Thong ek (ทองเอก, /th/), also known as "wheat flour dumplings with egg yolks", is one of the nine auspicious traditional Thai desserts. It is a golden sweet carved as various types of flowers decorated with a piece of gold leaf on top, popularly served in very significant occasions such as career advancement ceremonies.

== Etymology ==
In Thai, the word thong means 'gold,' and the word ek means 'prime.' It is believed that when thong ek is used in auspicious rituals or given as a gift to seniors, it will bring wealth and superiority in work, helping the recipients to become number one in their field.

== History ==
Thong ek is in the same category as other egg-based sweets (i.e. thong yip, thong yot, foi thong, sangkhaya and mo kaeng).
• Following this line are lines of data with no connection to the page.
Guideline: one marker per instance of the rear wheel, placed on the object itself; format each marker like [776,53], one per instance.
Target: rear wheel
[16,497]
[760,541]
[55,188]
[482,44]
It was introduced by Japanese-Portuguese chef Maria Guyomar de Pinha in the reign of Narai during the Ayutthaya Kingdom. Its origin is a Portuguese sweet which has yolk and sugar as main ingredients. Maria Guyomar de Pinha had combined the Portuguese and Thai methods of preparing sweets, demonstrating the delicate process of cooking, starting from raw materials to the meticulous taste, color, smell, appearance and beautiful decoration, which varies according to the dessert itself.

== Ingredients ==
The dessert is made from the mixture of sugar, coconut milk and egg yolk which is pressed into wooden molds. The cooking process will not be finished until a little gold foil is decorated on the top of the sweet.